The futurize package allows you to easily turn sequential code
into parallel code by piping the sequential code to the futurize()
function. Easy!
library(futurize)
plan(multisession)
library(lme4)
gm <- glmer(cbind(incidence, size - incidence) ~ period + (1 | herd),
data = cbpp, family = binomial)
gm_all <- allFit(gm) |> futurize()
This vignette demonstrates how to use this approach to parallelize lme4
functions such as allFit() and bootMer().
The lme4 package fits linear and generalized linear mixed-effects
models. Its allFit() function fits models using all available
optimizers to check for convergence issues, and bootMer() performs
parametric bootstrap inference. Both are excellent candidates for
parallelization.
The allFit() function fits a model with each available optimizer,
which can be done in parallel:
library(lme4)
## Fit a generalized linear mixed model
gm <- glmer(cbind(incidence, size - incidence) ~ period + (1 | herd),
data = cbpp, family = binomial)
## Try all available optimizers
gm_all <- allFit(gm)
Here allFit() evaluates sequentially, but we can easily make it
evaluate in parallel by piping to futurize():
library(futurize)
library(lme4)
gm <- glmer(cbind(incidence, size - incidence) ~ period + (1 | herd),
data = cbpp, family = binomial)
gm_all <- allFit(gm) |> futurize()
This will distribute the optimizer fits across the available parallel workers, given that we have set up parallel workers, e.g.
plan(multisession)
Unlike other parallel backends in R, futurize() relays standard
output, messages, and warnings produced by the parallel workers back
to your main R session. For instance, when running the above, you
will see the progress output from each optimizer as it completes:
> gm_all <- allFit(gm) |> futurize()
bobyqa : [OK]
Nelder_Mead : [OK]
nlminbwrap : [OK]
nmkbw : [OK]
optimx.L-BFGS-B : [OK]
nloptwrap.NLOPT_LN_NELDERMEAD : [OK]
nloptwrap.NLOPT_LN_BOBYQA : [OK]
This output originates from the parallel workers and is relayed to your R session, so you get the same informative feedback as when running sequentially.

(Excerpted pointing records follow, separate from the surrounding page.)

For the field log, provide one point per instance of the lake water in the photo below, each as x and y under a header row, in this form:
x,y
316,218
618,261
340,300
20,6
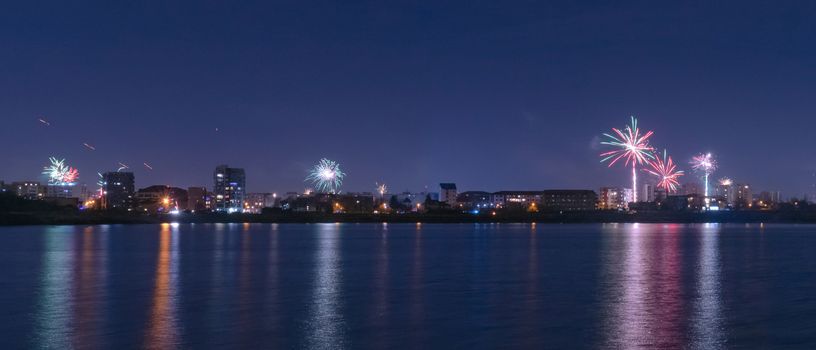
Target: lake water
x,y
703,286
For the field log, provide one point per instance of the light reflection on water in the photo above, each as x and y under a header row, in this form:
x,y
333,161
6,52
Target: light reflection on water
x,y
646,301
55,295
325,320
707,306
163,323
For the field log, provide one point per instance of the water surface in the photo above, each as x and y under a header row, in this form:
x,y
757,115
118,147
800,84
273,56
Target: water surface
x,y
381,286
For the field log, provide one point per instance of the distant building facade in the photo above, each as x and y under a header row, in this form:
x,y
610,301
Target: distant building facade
x,y
569,200
197,199
474,199
229,189
255,202
646,193
28,189
448,193
743,196
615,198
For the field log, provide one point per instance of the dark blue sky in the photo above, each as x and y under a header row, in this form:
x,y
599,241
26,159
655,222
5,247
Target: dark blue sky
x,y
491,95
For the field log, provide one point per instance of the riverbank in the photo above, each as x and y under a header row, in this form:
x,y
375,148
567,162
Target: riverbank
x,y
98,218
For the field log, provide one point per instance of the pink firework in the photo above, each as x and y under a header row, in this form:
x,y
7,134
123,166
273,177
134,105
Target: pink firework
x,y
665,170
632,146
71,175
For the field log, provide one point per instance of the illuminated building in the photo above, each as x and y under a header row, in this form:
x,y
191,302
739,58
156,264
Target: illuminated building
x,y
28,189
646,193
474,200
743,196
119,190
448,193
255,202
691,188
726,190
615,198
161,199
516,198
229,189
569,200
68,191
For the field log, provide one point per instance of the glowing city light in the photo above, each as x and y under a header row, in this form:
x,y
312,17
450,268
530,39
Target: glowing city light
x,y
60,174
666,171
706,164
326,176
632,146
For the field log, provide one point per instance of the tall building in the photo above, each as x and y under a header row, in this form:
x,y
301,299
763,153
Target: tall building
x,y
726,190
646,193
448,193
615,198
197,199
743,196
120,190
229,189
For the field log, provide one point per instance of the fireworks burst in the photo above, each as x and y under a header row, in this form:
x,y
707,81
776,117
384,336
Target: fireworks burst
x,y
706,164
381,189
100,181
632,146
665,169
60,174
326,176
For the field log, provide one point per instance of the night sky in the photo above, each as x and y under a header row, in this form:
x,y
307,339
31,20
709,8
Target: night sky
x,y
484,94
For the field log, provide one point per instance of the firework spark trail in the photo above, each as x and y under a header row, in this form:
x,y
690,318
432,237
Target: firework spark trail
x,y
632,146
381,188
326,176
706,164
665,170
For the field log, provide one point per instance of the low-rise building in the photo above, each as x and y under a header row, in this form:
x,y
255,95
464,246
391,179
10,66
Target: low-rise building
x,y
28,189
448,193
615,198
569,200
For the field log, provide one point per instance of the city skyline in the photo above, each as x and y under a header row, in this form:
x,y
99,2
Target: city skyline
x,y
514,98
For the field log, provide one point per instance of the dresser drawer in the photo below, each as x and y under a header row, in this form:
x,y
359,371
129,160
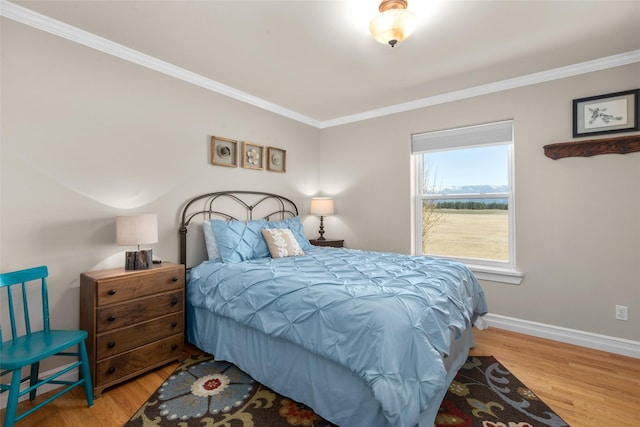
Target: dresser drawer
x,y
128,286
140,310
122,340
138,360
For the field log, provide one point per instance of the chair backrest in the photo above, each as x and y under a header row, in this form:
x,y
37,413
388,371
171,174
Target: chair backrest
x,y
22,278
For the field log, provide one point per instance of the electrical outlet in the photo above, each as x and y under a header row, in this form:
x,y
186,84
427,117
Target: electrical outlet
x,y
621,312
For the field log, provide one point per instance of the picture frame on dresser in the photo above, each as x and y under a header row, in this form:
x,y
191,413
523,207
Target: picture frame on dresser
x,y
224,152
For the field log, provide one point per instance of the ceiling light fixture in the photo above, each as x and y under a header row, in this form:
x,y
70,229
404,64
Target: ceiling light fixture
x,y
394,23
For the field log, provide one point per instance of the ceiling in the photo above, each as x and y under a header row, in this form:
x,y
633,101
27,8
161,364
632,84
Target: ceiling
x,y
315,59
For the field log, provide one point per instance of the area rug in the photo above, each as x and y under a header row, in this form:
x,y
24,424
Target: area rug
x,y
208,393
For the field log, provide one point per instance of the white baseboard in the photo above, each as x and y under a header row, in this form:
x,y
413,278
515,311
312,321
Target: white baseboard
x,y
556,333
571,336
72,375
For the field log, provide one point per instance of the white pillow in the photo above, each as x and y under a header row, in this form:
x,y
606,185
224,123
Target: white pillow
x,y
281,242
210,239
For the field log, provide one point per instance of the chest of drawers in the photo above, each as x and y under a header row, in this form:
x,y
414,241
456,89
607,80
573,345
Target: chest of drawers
x,y
134,321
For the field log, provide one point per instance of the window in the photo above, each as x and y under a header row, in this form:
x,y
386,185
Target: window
x,y
464,197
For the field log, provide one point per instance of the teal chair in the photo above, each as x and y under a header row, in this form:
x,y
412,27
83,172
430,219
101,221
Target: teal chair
x,y
26,348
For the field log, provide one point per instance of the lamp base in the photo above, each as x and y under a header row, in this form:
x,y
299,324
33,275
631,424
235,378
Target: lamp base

The built-in multisession backend parallelizes on your local
computer and works on all operating systems. There are other
parallel backends to choose from, including alternatives to
parallelize locally as well as distributed across remote machines,
e.g.
plan(future.mirai::mirai_multisession)
and
plan(future.batchtools::batchtools_slurm)
The bootMer() function performs parametric bootstrap inference on
fitted models:
library(futurize)
plan(multisession)
library(lme4)
## Fit a linear mixed model
fm <- lmer(Reaction ~ Days + (Days | Subject), data = sleepstudy)
## Bootstrap the fixed-effect coefficients
boot_coef <- function(model) fixef(model)
b <- bootMer(fm, boot_coef, nsim = 100) |> futurize()
The following lme4 functions are supported by futurize():
allFit()bootMer()influence() for 'merMod'profile() for 'merMod'For comparison, here is what it takes to parallelize bootMer()
using the parallel package directly, without futurize:
library(lme4)
library(parallel)
## Fit a linear mixed model
fm <- lmer(Reaction ~ Days + (Days | Subject), data = sleepstudy)
## Set up a PSOCK cluster
ncpus <- 4L
cl <- makeCluster(ncpus)
## Bootstrap the fixed-effect coefficients
boot_coef <- function(model) fixef(model)
b <- bootMer(fm, boot_coef, nsim = 100,
parallel = "snow", ncpus = ncpus, cl = cl)
## Tear down the cluster
stopCluster(cl)
This requires you to manually create and manage the cluster
lifecycle. If you forget to call stopCluster(), or if your code
errors out before reaching it, you leak background R processes. You
also have to decide upfront how many CPUs to use and what cluster
type to use. Switching to another parallel backend, e.g. a Slurm
cluster, would require a completely different setup. With
futurize, all of this is handled for you - just pipe to
futurize() and control the backend with plan().